Gone Digital: Help Yourself, Rasputin’s Stash, Macondo, Danny O’Keefe, and The Section
If it’s Tuesday, then it must be time for Gone Digital, our weekly look at five albums in Rhino’s digital catalog that you may not even realize were out there for your listening enjoyment. As ever, the types of music we’ll be covering will be all over the place, but that’s Rhino for you: we’re all about variety!
• Help Yourself, HELP YOURSELF (1971): This British band formed in London in 1970 and recorded their debut album before ever having played a gig, but they soon began making a bit of headway thanks to landing on a tour with Brinsley Schwarz and Ernie Graham, and by the summer of ’71 they were playing the Glastonbury Festival. While the band’s self-titled album wasn’t a smash, Help Yourself did get some attention from tunes like “Running Down Deep” and “Street Songs.”
• Rasputin’s Stash, RASPUTIN’S STASH (1971): Led by Paul Coleman, these funksters came out of Chicago in the early ‘70s and built a cult following that never really translated into major sales figures. As Coleman told the website Wax Poetics, however, “No matter how rough things were, we would always get into it, no matter how tired or sick, we manage to feel it and make it happen. We loved what we did, living for the next gig.”

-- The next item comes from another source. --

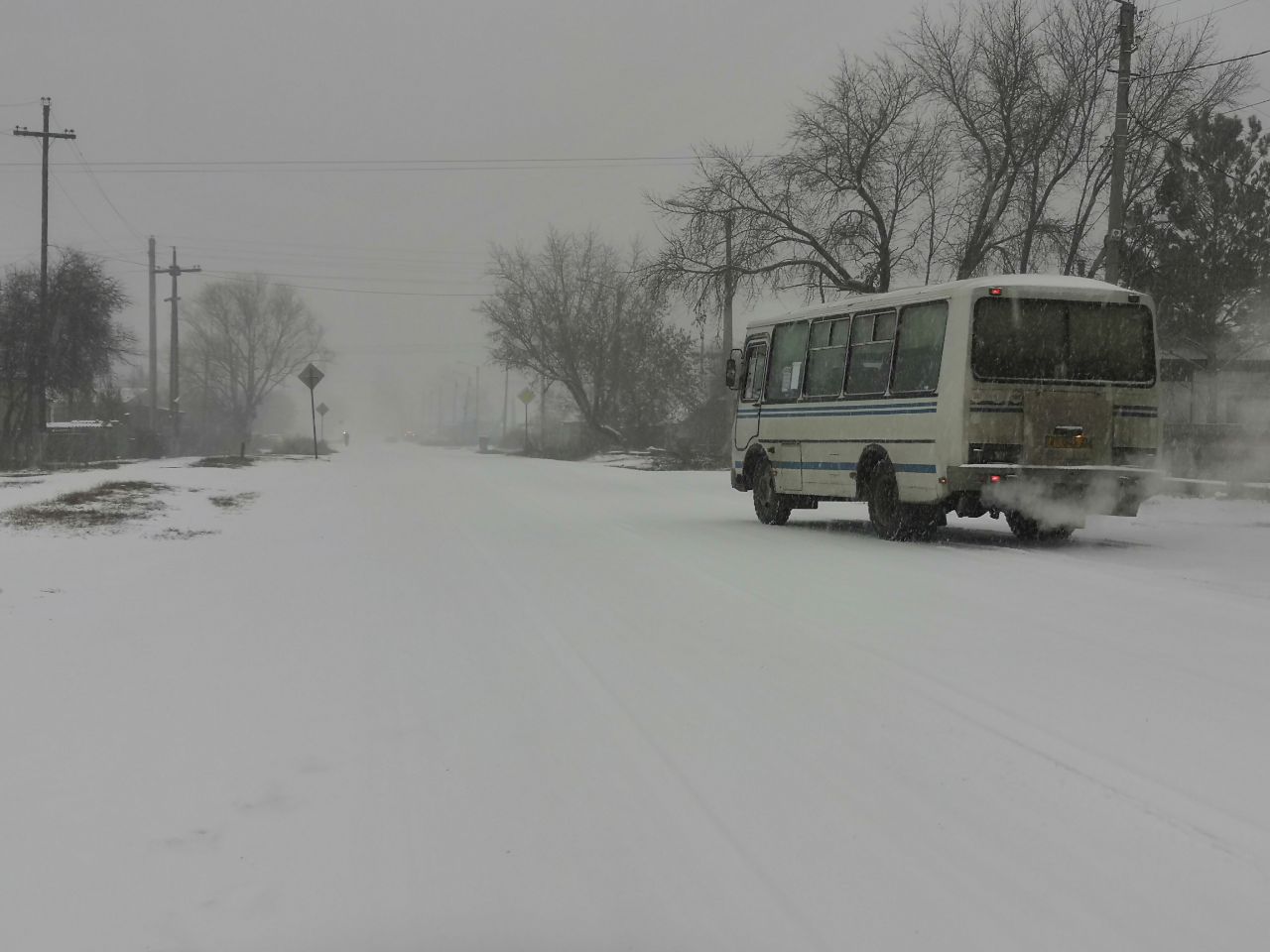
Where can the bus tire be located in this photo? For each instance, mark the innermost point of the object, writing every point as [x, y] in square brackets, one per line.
[892, 520]
[885, 511]
[772, 508]
[1030, 531]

• Macondo, MACONDO (1972): Originally recorded as a demo for Sergio Mendes, this self-titled album was predominantly the work of Max Uballez, who – as a producer – helmed Cannibal and the Headhunters’ cover of “Land of 1,000 Dances,” a track that Nuggets fans will recognize immediately. Although the songs were mostly recorded in a single take or two at the most, the album offers a great combination of rock ‘n’ roll with a Spanish flair.
• Danny O’Keefe, O’KEEFE (1972): If you know O’Keefe at all, then you’ll know the first song on his Atlantic Records debut, since it was a top-10 hit, but you may also be aware that O’Keefe wrote “The Road” (Jackson Browne), “Magdalena” (Donny Hathaway), and other tunes that are part of the Rhino catalog.
• The Section, THE SECTION (1972): They were often called “The Mellow Mafia,” and not unreasonably, since members Danny Kortchmar, Craig Doerge, Leland Sklar, and Russ Kunkel have played on albums by Carole King, James Taylor, Linda Ronstadt, and others. This was their debut album, and it’s definitely mellow at times, but the material can also rock and even get a little funky, so don’t dismiss it until you’ve heard it for yourself.